Flint, Michigan’s water is contaminated with lead. It’s an environmental, political and personal calamity. So where does Hillary Clinton go first? She casts it a racial issue.
“We’ve had a city in the United States of America where the population which is poor in many ways, and majority African-American has been drinking and bathing in lead contaminated water and the governor of that state acted as though he didn’t really care,” said a splenetic Clinton at a January 17 debate.
And of course that liberal bastion, the New York Times, jumped on the bandwagon, noting that the majority of Flint’s residents are black and many are poor. “If Flint were rich and mostly white, would Michigan’s state government have responded more quickly and aggressively to complaints about its lead-polluted water?” the paper said.
It’s abundantly clear that Flint’s water situation is a result of failure at all levels of government, local, state and federal.
It’s equally clear that the economic catastrophe that is Flint, with its debt, high poverty rate, crime and depopulation, is the result of years of negligence by incompetent politicians.
But the left, by framing the current water controversy as a divisive civil rights issue instead, is embracing a long-standing pattern of exacerbating division to secure and maintain political power.
The mean-spirited racism charge makes reaching solutions harder while serving to distract the target audience from thinking about larger issues.
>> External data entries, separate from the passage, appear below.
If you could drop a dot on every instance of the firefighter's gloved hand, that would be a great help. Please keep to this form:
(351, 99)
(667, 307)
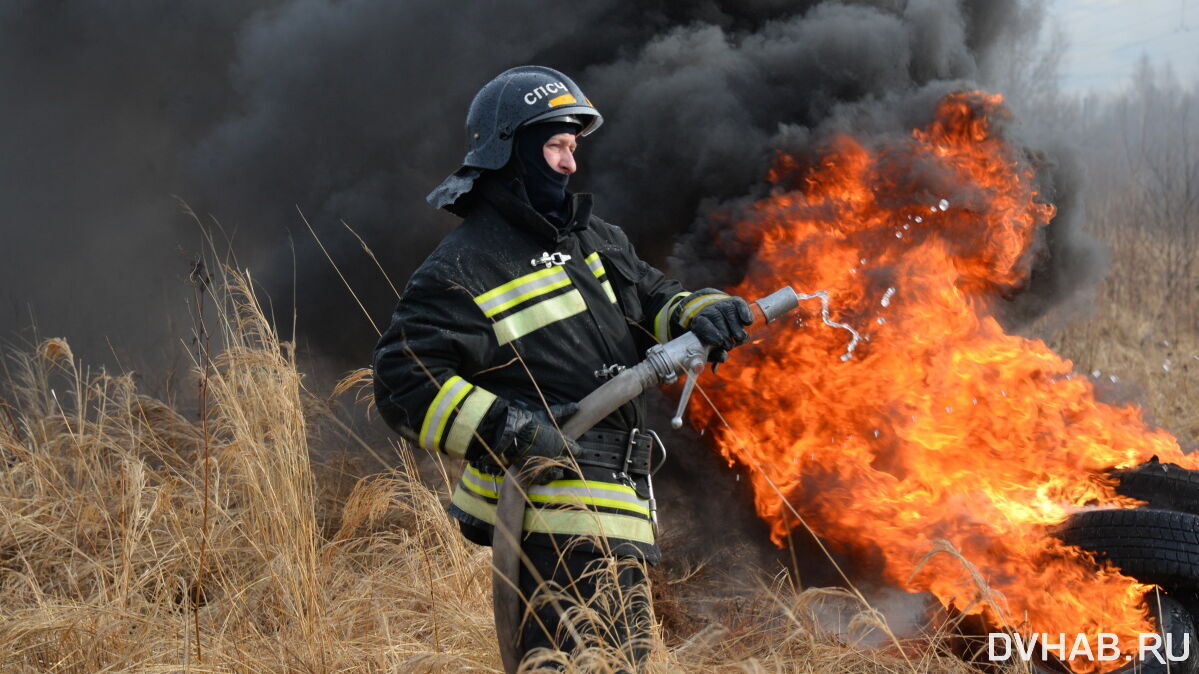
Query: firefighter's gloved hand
(536, 443)
(721, 325)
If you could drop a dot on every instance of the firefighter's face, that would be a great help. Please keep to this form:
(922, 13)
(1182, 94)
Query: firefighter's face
(559, 152)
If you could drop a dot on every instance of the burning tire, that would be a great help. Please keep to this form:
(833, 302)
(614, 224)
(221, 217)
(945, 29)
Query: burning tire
(1152, 546)
(1164, 486)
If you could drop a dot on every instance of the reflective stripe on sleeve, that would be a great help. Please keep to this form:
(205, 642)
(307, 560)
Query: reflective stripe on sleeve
(562, 492)
(662, 322)
(464, 425)
(562, 522)
(697, 305)
(522, 289)
(538, 316)
(435, 416)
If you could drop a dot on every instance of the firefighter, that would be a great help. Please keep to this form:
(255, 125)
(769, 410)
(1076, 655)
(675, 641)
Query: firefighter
(524, 308)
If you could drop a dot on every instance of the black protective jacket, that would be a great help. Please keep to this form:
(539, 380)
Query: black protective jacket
(506, 310)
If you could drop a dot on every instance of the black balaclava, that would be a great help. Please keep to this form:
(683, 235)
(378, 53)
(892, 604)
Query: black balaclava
(544, 186)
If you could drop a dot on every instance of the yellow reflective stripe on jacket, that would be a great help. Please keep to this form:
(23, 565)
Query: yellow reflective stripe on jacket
(538, 316)
(562, 522)
(562, 492)
(697, 305)
(596, 265)
(522, 289)
(662, 322)
(464, 425)
(435, 416)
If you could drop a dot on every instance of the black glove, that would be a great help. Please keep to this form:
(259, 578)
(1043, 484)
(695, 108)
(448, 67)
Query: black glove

As Christopher Lasch put it, if the commitment is to fomenting division, rather than to finding common ground, “…society dissolves into nothing more than contending factions, as the Founding Fathers of America understood so well–a war of all against all.”
America is being threatened from within by this conscious effort to carve up the electorate into antagonistic special interest groups every much as it is being threatened from without by religious zealots.